Frutto del lavoro di una commissione nominata dal ministro Valditara e presieduta da Ernesto Galli della Loggia, le Indicazioni sulla storia si aprono con questa frase sconcertante: «Solo l’Occidente conosce la Storia». La frase, comprensibilmente, ha suscitato un vespaio di polemiche. A sostegno di questa affermazione – falsa, oltreché ingiusta – viene chiamato in causa il più importante storico del Novecento e un martire della resistenza al nazifascismo come Marc Bloch che è stato un maestro della storia comparata, una forma di conoscenza agli antipodi dell’idea del documento.

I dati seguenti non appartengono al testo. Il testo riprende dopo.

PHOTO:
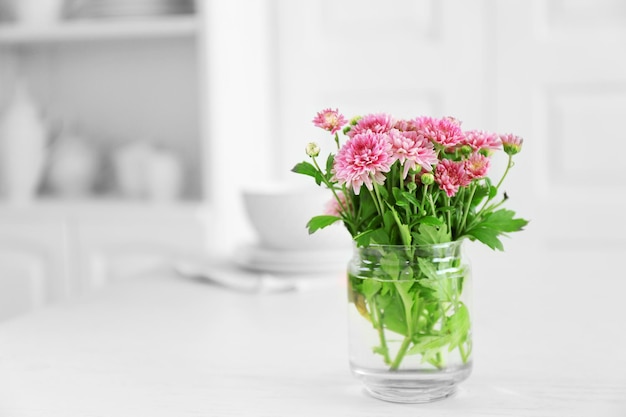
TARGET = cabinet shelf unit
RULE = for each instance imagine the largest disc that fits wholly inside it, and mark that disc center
(110, 82)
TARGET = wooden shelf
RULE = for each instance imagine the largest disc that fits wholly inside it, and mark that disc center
(99, 29)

Negli incontri che ha tenuto con i presidenti delle principali società storiche del paese, Galli della Loggia ha rivendicato il carattere ideologico delle indicazioni: per lui si tratta di porre rimedio al debole sentimento nazionale italiano e non di aiutare una generazione di studenti e di studentesse, provenienti tra l’altro da un’Italia infinitamente più multiculturale e multietnica di quella che i membri della commissione hanno visto durante i loro anni di scuola, a comprendere il presente alla luce del passato.
Per di più, al di là del preambolo, il resto di queste indicazioni nazionali, in particolare la parte volta a definire i contenuti dei programmi di insegnamento, si configura come uno strumento per dettare un programma che a sua volta si dovrebbe tradurre – ci risiamo – in una futura e radicale riscrittura dei manuali scolastici, dove il caso della correzione richiesta dal ministero e prontamente accolta dall’editore non sarà più l’eccezione ma rischierebbe di diventare la regola.

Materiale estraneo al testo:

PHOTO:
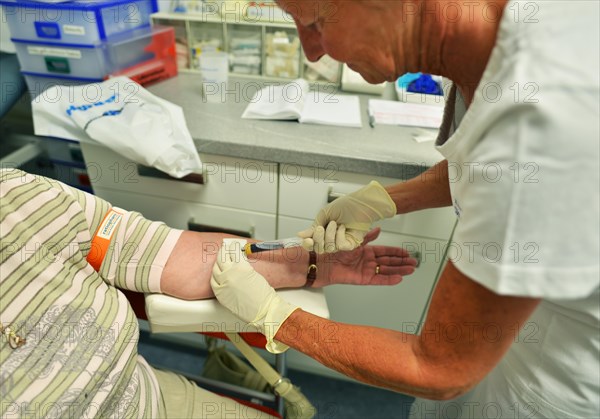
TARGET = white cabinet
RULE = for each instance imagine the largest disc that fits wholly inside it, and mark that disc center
(183, 214)
(238, 196)
(304, 190)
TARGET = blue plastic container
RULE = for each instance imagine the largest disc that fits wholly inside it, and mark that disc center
(38, 83)
(75, 22)
(88, 61)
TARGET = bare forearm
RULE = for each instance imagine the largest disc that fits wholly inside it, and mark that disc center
(189, 267)
(380, 357)
(430, 189)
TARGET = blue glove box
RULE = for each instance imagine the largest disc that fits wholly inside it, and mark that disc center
(75, 22)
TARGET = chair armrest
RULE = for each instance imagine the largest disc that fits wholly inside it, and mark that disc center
(169, 314)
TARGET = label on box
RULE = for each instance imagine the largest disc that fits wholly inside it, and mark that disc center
(74, 30)
(56, 52)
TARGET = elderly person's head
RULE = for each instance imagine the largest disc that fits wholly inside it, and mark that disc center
(383, 39)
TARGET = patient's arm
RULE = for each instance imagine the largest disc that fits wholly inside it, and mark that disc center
(188, 269)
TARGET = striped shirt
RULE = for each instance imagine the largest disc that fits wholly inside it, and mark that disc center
(80, 358)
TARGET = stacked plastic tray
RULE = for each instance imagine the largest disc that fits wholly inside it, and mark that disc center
(85, 41)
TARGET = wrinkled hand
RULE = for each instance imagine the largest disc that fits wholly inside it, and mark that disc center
(358, 267)
(248, 295)
(343, 224)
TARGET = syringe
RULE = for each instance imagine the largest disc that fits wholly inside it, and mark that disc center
(265, 246)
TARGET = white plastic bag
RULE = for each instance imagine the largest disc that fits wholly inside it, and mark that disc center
(125, 117)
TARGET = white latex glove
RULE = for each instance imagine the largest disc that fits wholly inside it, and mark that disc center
(248, 295)
(343, 224)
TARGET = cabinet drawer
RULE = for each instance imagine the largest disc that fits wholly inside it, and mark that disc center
(229, 182)
(399, 307)
(305, 190)
(178, 214)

Dopo l’Unità d’Italia, i membri del Sant’Uffizio erano così inquietati dalla libertà di insegnamento nelle scuole laiche del Regno da chiedere ai governi liberali di censurare i testi di insegnamento, a loro dire sovversivi e irrispettosi della tradizione cattolica. Durante il regime di Mussolini gli scolari erano indottrinati coi miti classici e le storie edificanti di un Risorgimento riscritto a uso del fascismo (le stesse che Galli della Loggia ricorda con nostalgia). Le favole e la religione stavano prima della comprensione razionale; la nazione aveva bisogno di eroi, in vista dello scontro militare coi suoi nemici.
Il governo e gli intellettuali che arruola vogliono forse una scuola che formi soldati, più che cittadini? Vogliono una scuola che insegni l’esclusione e insista sul primato dell’Occidente? O si tratta dell’ennesimo segnale di un revanscismo ideologico che mette a nudo la crisi irreversibile di questa parte di mondo? C’è da augurarsi che gli storici, gli insegnanti, gli editori e chiunque possieda ancora spirito critico e senso della realtà non ceda alla deriva.